From the conclusion of a poem, composed in anticipation of leaving school. [Composed 1786.-Published 1815.]

Dear native regions, I foretell,
From what I feel at this farewell,
That, wheresoe'er my steps may tend,
And whensoe'er my course shall end,
If in that hour a single tie
Survive of local sympathy,

My soul will cast the backward view,
The longing look alone on you.

Thus, while the Sun sinks down to rest
Far in the regions of the west,
Though to the vale no parting beam
Be given, not one memorial gleam,
A lingering light he fondly throws
On the dear hills where first he rose.

WRITTEN IN VERY EARLY YOUTH

[Composed 1786 (?).-Published Morning Post February 13, 1802; ed. 1807.]

Calm is all nature as a resting wheel.
The kine are couched upon the dewy grass;
The horse alone, seen dimly as I pass,

Is cropping audibly his later meal:

Dark is the ground; a slumber seems to steal
O'er vale, and mountain, and the starless sky.

Now, in this blank of things, a harmony,
Home-felt, and home-created, comes to heal
That grief for which the senses still supply
Fresh food; for only then, when memory
Is hushed, am I at rest. My Friends! restrain
Those busy cares that would allay my pain;
Oh! leave me to myself, nor let me feel

The officious touch that makes me droop again.

1

AN EVENING WALK

[As originally published, 1793.]

Far from my dearest friend, 'tis mine to rove
Thro' bare grey dell, high wood, and pastoral cove;
His wizard course where hoary Derwent takes
Thro' craggs, and forest glooms, and opening lakes,
Staying his silent waves, to hear the roar
That stuns the tremulous cliffs of high Lodore:
Where silver rocks the savage prospect chear
Of giant yews that frown on Rydale's mere;
Where peace to Grasmere's lonely island leads,
To willowy hedgerows, and to emerald meads;
Leads to her bridge, rude church, and cottag'd grounds,
Her rocky sheepwalks, and her woodland bounds;
Where, bosom'd deep, the shy Winander peeps
'Mid clust'ring isles, and holly-sprinkl'd steeps;
Where twilight glens endear my Esthwaite's shore,
And memory of departed pleasures, more.

Fair scenes! with other eyes, than once, I gaze
The ever-varying charm your round displays,
Than when, erewhile, I taught, "a happy child,"
The echoes of your rocks my carols wild:
Then did no ebb of chearfulness demand
Sad tides of joy from Melancholy's hand;
In youth's wild eye the livelong day was bright,
The sun at morning, and the stars of night,
Alike, when first the vales the bittern fills,
Or the first woodcocks roam'd the moonlight hills.
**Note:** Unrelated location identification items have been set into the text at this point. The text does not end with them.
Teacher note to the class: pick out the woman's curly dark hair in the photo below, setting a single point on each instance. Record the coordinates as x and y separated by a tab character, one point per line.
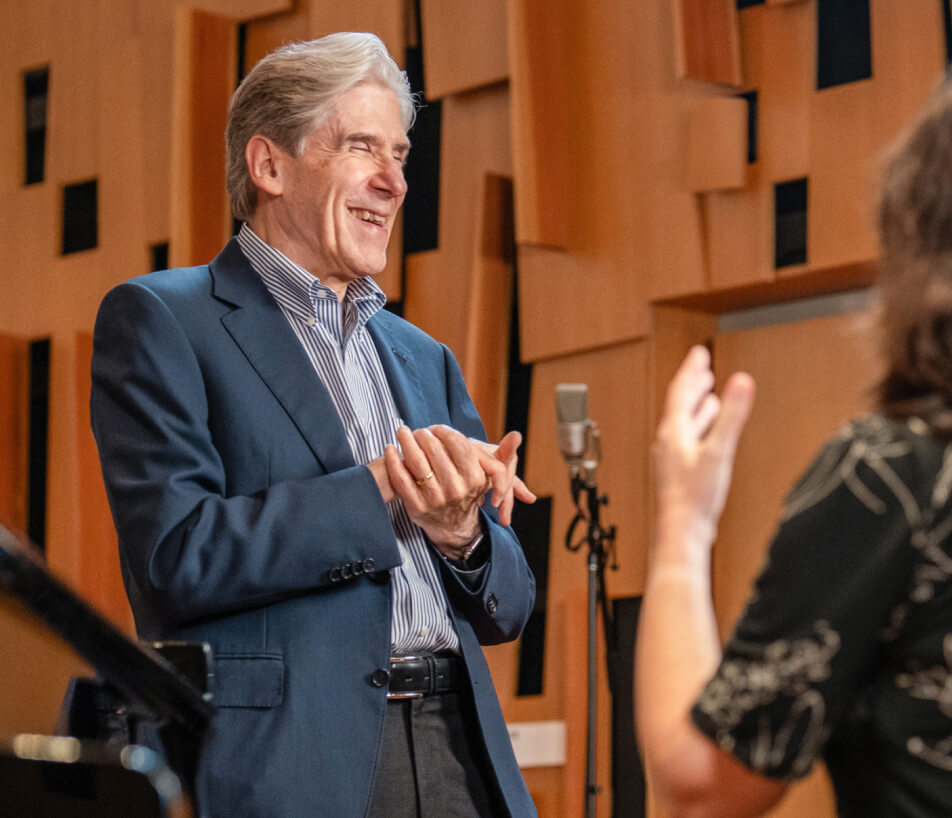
915	276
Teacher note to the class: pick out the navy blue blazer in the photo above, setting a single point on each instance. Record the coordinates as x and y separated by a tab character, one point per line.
237	501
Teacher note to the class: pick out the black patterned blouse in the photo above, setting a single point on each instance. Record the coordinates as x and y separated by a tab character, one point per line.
845	650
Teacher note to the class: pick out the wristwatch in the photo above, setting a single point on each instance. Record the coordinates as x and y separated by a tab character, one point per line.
471	547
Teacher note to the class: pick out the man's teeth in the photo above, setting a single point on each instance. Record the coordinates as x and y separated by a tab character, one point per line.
367	216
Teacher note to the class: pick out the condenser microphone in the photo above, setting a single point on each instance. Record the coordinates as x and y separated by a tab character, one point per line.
571	410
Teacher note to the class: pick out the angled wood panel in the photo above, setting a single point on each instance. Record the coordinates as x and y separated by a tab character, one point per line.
717	145
706	42
99	577
204	79
490	304
14	431
388	19
474	142
242	9
464	45
543	61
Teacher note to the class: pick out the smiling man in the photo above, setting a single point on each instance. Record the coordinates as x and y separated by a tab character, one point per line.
297	477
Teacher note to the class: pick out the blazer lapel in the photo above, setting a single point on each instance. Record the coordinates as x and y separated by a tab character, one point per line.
260	329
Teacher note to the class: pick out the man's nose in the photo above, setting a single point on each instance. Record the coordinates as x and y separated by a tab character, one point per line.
391	180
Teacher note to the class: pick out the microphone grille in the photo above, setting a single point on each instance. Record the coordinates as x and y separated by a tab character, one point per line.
571	402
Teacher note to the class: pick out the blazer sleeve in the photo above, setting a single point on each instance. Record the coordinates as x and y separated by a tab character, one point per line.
190	545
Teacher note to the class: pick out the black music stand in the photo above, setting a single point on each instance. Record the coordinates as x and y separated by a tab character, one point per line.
150	691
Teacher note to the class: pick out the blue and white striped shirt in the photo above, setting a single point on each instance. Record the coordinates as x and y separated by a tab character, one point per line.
334	336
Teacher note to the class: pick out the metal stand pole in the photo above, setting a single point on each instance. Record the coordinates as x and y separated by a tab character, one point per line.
600	542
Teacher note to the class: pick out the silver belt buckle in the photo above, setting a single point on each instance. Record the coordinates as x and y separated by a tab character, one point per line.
408	694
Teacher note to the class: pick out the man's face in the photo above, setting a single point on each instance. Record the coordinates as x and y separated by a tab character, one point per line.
341	195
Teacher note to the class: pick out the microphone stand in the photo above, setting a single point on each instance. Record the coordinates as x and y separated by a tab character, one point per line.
601	544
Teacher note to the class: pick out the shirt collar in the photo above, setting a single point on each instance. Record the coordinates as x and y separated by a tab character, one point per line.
296	289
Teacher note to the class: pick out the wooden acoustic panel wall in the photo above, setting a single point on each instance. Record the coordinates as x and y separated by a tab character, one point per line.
14	428
706	41
475	143
616	379
802	399
205	72
98	549
851	125
464	45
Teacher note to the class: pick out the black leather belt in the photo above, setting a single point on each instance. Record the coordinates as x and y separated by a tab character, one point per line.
412	677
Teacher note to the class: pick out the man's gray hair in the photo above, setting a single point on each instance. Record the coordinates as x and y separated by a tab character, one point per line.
287	94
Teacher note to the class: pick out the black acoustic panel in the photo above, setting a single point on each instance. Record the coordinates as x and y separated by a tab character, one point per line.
751	99
38	448
241	52
628	775
421	209
80	217
532	525
790	223
36	86
844	47
160	256
519	375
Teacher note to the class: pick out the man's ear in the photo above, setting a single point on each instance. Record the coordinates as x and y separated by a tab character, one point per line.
264	160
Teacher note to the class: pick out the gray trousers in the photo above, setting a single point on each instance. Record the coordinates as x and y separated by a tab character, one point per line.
432	763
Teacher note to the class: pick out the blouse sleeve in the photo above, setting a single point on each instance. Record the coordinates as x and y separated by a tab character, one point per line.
836	571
Return Delights! with whom my road begun,
Where Life rear'd laughing up her morning sun;
When Transport kiss'd away my april tear,
"Rocking as in a dream the tedious year;"

When link'd with thoughtless Mirth I cours'd the plain,
And hope itself was all I knew of pain.

For then, ev'n then, the little heart would beat
At times, while young Content forsook her seat,
And wild Impatience, panting upward, show'd

Where tipp'd with gold the mountain-summits glow'd.